Determinant of symmetric matrix is an irreducible polynomial
This can also be done in a similar way as described in the post linked in the question for general square matrices. Letting $f\in\mathbb F[x_{ij}]_{1\le i\le j\le n}$ be the determinant, suppose that it decomposes as $f=gh$. We need to show that $g$ or $h$ is constant. This follows from the following properties of the determinant (when expressed as a linear combination of monomials in the $x_{ij}$),
- For each $i=1,\ldots,n$, $f$ is first order in $x_{ii}$.
- For each $1\le i < j\le n$, $f$ contains terms containing $x_{ij}$ but does not contain any terms containing $x_{ii}x_{ij}$ or $x_{jj}x_{ij}$.
I will make use of the following simple statements about factorisation in polynomial rings. (i) If a linear term in $k[x]$ factorizes into a product of two polynomials, then one is linear in $x$ and the other is independent of $x$. (ii) If $f=gh$ for $g\in k[x]\setminus k$ and $h\in k[y]\setminus k$ then $fg$ contains monomial terms containing $xy$.
Now, for the argument that if $f=gh$ then either $g$ or $h$ is constant.

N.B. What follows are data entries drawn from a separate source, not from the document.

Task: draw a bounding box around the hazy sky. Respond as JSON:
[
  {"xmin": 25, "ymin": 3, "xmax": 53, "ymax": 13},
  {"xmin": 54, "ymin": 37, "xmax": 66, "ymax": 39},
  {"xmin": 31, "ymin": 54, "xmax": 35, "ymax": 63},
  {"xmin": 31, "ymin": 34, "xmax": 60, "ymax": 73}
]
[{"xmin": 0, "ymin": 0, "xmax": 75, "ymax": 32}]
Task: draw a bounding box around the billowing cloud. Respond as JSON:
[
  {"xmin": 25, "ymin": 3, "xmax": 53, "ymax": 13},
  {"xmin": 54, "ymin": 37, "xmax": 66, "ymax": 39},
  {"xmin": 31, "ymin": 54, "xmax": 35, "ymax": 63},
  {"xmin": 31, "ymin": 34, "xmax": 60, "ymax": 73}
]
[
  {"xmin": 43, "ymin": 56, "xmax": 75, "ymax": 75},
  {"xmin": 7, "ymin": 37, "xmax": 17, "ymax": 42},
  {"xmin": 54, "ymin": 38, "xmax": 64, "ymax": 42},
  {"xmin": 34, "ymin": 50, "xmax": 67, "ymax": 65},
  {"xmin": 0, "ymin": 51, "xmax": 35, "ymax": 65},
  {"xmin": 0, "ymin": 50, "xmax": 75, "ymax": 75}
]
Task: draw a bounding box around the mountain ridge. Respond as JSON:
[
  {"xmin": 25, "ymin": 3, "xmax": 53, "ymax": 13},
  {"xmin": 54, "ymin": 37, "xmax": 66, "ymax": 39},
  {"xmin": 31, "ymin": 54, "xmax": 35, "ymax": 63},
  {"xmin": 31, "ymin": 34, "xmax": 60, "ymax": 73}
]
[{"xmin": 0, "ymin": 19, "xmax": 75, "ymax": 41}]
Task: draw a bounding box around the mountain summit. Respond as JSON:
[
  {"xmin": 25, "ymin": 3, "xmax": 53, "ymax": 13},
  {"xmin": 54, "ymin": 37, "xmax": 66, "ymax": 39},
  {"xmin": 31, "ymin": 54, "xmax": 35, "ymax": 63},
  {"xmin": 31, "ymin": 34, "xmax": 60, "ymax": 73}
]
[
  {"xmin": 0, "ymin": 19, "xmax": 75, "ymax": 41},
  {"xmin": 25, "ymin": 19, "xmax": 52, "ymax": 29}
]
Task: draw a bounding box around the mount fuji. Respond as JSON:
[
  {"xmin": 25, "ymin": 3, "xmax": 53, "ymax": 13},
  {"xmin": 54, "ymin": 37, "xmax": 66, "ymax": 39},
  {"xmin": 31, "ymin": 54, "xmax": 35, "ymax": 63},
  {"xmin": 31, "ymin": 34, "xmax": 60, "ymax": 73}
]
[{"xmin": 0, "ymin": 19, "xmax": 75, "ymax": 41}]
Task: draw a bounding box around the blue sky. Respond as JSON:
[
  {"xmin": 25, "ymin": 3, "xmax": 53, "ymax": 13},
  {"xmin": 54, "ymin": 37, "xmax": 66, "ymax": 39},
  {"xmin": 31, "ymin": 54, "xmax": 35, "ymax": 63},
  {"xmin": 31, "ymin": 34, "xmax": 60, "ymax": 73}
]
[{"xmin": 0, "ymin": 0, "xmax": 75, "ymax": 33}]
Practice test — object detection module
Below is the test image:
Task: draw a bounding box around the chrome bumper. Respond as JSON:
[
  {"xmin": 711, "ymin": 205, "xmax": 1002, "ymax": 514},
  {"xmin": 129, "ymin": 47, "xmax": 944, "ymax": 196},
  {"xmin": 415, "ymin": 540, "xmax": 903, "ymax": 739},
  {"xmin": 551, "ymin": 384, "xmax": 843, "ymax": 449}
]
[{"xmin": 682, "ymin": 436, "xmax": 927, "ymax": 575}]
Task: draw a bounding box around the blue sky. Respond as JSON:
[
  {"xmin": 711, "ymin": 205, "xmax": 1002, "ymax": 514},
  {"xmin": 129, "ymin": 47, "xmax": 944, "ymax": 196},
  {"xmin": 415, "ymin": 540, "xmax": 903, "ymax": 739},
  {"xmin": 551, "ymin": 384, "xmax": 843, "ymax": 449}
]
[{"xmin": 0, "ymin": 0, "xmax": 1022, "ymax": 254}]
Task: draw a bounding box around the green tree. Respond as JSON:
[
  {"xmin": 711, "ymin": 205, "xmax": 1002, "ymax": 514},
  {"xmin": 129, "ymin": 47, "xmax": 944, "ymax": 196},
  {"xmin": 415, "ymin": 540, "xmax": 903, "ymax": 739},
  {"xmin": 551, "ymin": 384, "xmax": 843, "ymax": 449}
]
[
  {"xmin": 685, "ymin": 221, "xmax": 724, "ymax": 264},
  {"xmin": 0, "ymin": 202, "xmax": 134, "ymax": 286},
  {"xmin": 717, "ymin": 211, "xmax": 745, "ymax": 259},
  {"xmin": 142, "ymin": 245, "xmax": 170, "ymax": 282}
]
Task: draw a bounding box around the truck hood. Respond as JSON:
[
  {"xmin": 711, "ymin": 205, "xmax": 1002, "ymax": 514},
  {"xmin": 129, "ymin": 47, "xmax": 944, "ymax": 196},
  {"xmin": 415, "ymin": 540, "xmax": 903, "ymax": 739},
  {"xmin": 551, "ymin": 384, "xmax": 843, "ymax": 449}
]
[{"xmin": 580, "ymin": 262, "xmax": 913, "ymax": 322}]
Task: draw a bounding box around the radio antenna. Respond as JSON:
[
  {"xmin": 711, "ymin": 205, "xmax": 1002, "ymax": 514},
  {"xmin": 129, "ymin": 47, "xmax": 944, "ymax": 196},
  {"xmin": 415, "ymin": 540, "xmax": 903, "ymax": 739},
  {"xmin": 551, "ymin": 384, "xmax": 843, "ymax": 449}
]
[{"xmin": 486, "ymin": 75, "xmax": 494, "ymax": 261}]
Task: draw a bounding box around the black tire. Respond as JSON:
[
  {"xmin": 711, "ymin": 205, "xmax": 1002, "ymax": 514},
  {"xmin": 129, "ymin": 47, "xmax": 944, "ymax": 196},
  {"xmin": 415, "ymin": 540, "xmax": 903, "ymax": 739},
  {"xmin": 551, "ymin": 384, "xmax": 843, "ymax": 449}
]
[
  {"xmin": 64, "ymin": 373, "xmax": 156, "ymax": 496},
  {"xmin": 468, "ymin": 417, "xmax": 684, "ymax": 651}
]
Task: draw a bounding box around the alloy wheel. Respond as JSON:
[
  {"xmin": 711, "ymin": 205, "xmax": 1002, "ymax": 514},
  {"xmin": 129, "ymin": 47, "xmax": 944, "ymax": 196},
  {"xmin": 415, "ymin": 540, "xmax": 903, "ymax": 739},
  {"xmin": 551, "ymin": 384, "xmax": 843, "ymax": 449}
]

By property (1) above, for each $i$, either $g$ is first order in $x_{ii}$ and $h$ is independent of $x_{ii}$, or vice-versa.
Choose any $1\le i < j\le n$ such that $g$ is linear in $x_{ii}$. Then:
- $h$ is independent of $x_{ii}$.
- $h$ is also independent of $x_{ij}$ otherwise $gh$ will contain terms containing $x_{ii}x_{ij}$, contradicting (2).
- $g$ depends on $x_{ij}$ otherwise $gh$ would be independent of $x_{ij}$, contradicting (2).
- $g$ is linear in $x_{jj}$ otherwise $h$ would be linear in $x_{jj}$ and $gh$ would contain terms containing $x_{jj}x_{ij}$, contradicting (2).
Supposing that $g$ is linear in $x_{11}$ (wlog) the above argument can be applied to each $i < j$ to show that $h$ is independent of all the indeterminates $x_{ii},x_{jj},x_{ij}$ and, hence, is constant.